England 9 – 27 South Africa (Newlands, 11 June 1994)
The 1994 tour by England to South Africa was an extremely interesting tour. Will Carling’s side had a string of disastrous results against provincial opposition and went in to the first Test as underdogs. Much to everybody’s surprise England completely blew the Springboks away in the first Test 32-15 at Loftus Versveld.
The second Test was to see a backlash from the home side, and they delivered a combative performance starting up front with an aggressive pack that bossed the collisions in front of a packed crowd in Cape Town.
Tries by Andre Joubert and Hennie Le Roux in a two-tries-to-nil victory meant that the 1994 series was shared in what was seen as good preparation for England for the World Cup in South Africa the following year. This series showed that both England and South Africa would have major parts to play in the major showpiece in 1995.
England 13 – 7 South Africa (Twickenham, 5 December 1998)
South Africa arrived at Twickenham on the back of 17 consecutive wins and Nick Mallett’s charges had swept all before them on the end of year tour. England however was determined to stop this impressive Springbok run of results.
The home side were courageously led by Lawrence Dallaglio in this gutsy performance and a solitary try by Jeremy Guscott and two penalties by scrum-half Matt Dawson were enough to get England over the line in this fiercely contested battle. An early try by Pieter Rossouw that was converted by Percy Montgomery was all that the Springboks could muster.
The game was free flowing and scintillating to watch even though the scoreboard doesn’t reflect it. South Africa were devastated by the fact that they could not break the record after Clive Woodward’s forward pack had proved the difference between the two sides, after the game England coach Clive Woodward stated “Our forwards were fantastic.”
England 6 – 15 South Africa (Stade De France, 20 October 2007)
There is no bigger stage than World Cup Final and this match had all the drama fitting for the ultimate stage. England had been put to the sword in the group stages and seemed to be heading for an early exit. Some straight talking during the course of the tournament led to a change of fortune and they worked their way through to the final in Paris.

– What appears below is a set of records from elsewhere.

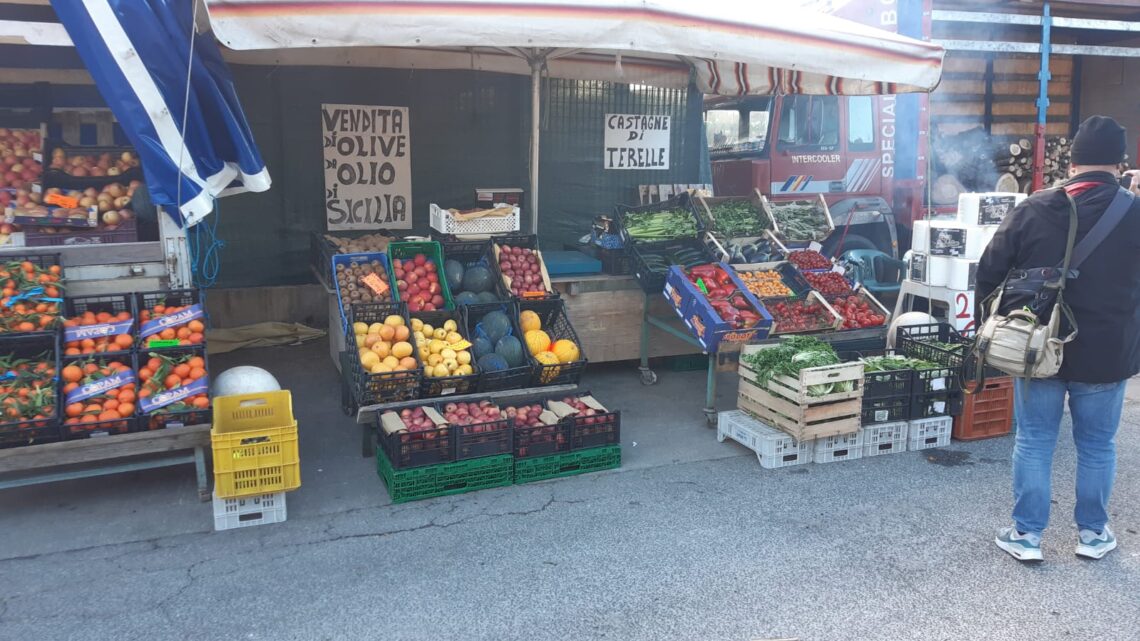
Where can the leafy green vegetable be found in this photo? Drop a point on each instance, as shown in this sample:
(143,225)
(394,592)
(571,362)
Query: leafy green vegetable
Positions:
(789,357)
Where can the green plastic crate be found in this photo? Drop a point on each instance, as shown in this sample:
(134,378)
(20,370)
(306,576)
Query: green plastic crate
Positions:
(555,465)
(409,249)
(429,481)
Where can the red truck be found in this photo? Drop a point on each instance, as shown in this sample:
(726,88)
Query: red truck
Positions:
(866,155)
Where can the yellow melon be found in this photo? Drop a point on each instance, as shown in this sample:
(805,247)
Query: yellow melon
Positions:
(529,321)
(566,350)
(537,341)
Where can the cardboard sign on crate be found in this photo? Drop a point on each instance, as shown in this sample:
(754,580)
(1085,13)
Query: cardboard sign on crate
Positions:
(786,404)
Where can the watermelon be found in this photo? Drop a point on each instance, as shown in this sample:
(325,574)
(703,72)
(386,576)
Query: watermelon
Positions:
(493,363)
(478,280)
(453,269)
(465,298)
(481,347)
(511,350)
(495,325)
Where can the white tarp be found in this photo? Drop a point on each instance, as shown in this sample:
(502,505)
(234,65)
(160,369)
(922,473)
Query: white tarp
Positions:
(731,47)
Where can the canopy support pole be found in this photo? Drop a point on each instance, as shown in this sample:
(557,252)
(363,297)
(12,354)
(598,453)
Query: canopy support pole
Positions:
(536,97)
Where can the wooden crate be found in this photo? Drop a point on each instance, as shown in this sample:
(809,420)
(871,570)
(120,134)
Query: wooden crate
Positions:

As is usually the case in a final it wasn’t the fluid game that everybody wanted to see, it was attritional but at the same time entertaining to watch. Four Percy Montgomery penalties added to a monster Frans Steyn penalty was enough to give South Africa victory.
Jonny Wilkinson slotted two penalties in response for England. The closest this game came to a try was where Mark Cueto was adjudged to be in touch after a sublime break by Mathew Tait. In what seemed like an eternity the TMO felt that the England winger had touched the line and disallowed the try.
Victor Matfield dominated the lineout and was Man of the Match in a victory which saw the Springboks crowned world champions.
England 25 – 6 South Africa (Subiaco Oval, 18 October 2003)
This was England’s greatest rugby side and they went about this result with the precision it required. The two sides met in Pool C and the winner would have the easier route to the final.
The result was never in doubt for Martin Johnson and his men as they swept aside a Springbok side in an efficient manner. England were not at their best in this encounter but it shows what a superb side they were that it was still a comfortable victory.
An opportunistic try by Will Greenwood after a Lewis Moody charge down as well as twenty points from the Jonny Wilkinson boot set England on their way to World Cup glory.
It was a tough and aggressive up front as always is the case between these two sides and the better conditioned England side held the upper hand. Two penalties by Louis Koen was all the Springboks had to show from an encounter where they were well and truly beaten.